価格についても明らかに示されてはいませんが、ロスレスをサポートしたりフィットネスセンサーを備えたりすれば価格が上がってしまうのは必至であり、かつ日本では円安も手伝って、そうやすやすと購入できないような価格になってしまいそうな不安はあります。現にAirPods Proは3万8800円に値上げされており、競合するSonyのWF-1000XM4やBoseのQuietComfort Earbudsなどと比較して一回り高い値付けにはなっています。
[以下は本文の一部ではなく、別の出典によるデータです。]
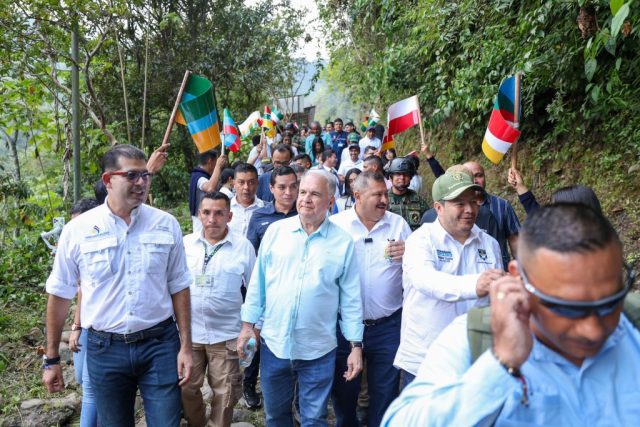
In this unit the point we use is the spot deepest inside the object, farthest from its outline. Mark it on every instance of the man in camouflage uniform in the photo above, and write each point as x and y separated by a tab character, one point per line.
402	200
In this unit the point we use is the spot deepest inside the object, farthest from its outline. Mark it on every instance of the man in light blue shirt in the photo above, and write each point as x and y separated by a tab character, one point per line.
305	281
562	352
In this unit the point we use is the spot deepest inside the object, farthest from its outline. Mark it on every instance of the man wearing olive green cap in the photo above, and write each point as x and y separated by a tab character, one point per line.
447	269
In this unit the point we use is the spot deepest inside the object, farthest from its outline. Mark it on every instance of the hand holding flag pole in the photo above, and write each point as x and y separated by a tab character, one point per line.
516	122
172	119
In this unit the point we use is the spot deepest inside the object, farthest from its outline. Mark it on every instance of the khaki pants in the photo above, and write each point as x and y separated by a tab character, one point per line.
223	373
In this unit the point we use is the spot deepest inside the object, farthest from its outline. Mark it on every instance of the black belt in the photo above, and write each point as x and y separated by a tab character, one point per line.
152	332
374	322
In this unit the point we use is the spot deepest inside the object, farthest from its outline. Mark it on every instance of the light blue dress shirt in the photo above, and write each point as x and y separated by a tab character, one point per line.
299	284
604	391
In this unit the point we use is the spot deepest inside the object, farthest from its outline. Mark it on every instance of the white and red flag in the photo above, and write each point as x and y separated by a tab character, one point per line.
401	116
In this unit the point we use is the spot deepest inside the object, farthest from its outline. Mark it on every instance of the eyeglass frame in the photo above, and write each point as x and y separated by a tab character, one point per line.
589	307
145	175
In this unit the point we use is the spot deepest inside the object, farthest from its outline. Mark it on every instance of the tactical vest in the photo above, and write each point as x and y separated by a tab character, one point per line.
410	206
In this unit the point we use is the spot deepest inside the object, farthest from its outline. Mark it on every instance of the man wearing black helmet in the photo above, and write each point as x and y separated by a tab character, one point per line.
402	200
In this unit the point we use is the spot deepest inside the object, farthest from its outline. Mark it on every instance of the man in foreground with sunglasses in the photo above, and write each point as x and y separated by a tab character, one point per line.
562	352
130	261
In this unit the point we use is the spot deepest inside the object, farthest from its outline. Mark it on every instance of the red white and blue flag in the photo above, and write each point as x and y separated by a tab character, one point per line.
232	139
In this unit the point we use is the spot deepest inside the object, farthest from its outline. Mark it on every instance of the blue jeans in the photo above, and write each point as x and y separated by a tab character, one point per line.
89	411
279	376
117	369
407	378
380	344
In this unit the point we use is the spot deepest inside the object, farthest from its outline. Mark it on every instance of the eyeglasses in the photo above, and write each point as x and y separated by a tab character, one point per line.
579	309
133	176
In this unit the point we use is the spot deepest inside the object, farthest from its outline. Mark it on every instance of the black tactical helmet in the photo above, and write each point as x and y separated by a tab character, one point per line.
402	165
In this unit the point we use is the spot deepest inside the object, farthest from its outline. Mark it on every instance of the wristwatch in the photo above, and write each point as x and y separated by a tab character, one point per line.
48	362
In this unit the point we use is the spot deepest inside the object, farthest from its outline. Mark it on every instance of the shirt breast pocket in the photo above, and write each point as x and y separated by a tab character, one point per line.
97	256
228	280
156	248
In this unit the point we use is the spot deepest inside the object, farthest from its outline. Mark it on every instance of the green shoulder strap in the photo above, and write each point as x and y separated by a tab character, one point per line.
632	308
479	324
479	331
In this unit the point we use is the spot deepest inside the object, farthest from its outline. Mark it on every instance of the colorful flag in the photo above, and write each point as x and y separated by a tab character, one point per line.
276	115
267	124
231	133
371	120
249	125
402	115
501	132
387	142
197	111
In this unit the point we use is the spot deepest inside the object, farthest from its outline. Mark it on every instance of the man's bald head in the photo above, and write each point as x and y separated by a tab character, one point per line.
477	171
また、昨年にAirPods 3が発表された際には、既存のAirPods 2も併売されていましたが、それによりAirPods 3の販売は思わしくなかったようです。Kuo氏は、Appleは同じ失敗を繰り返さないため、AirPods Pro 2の発表直後にAirPods Proは廃止する可能性があると伝えています。今後の動向に注視したいところ。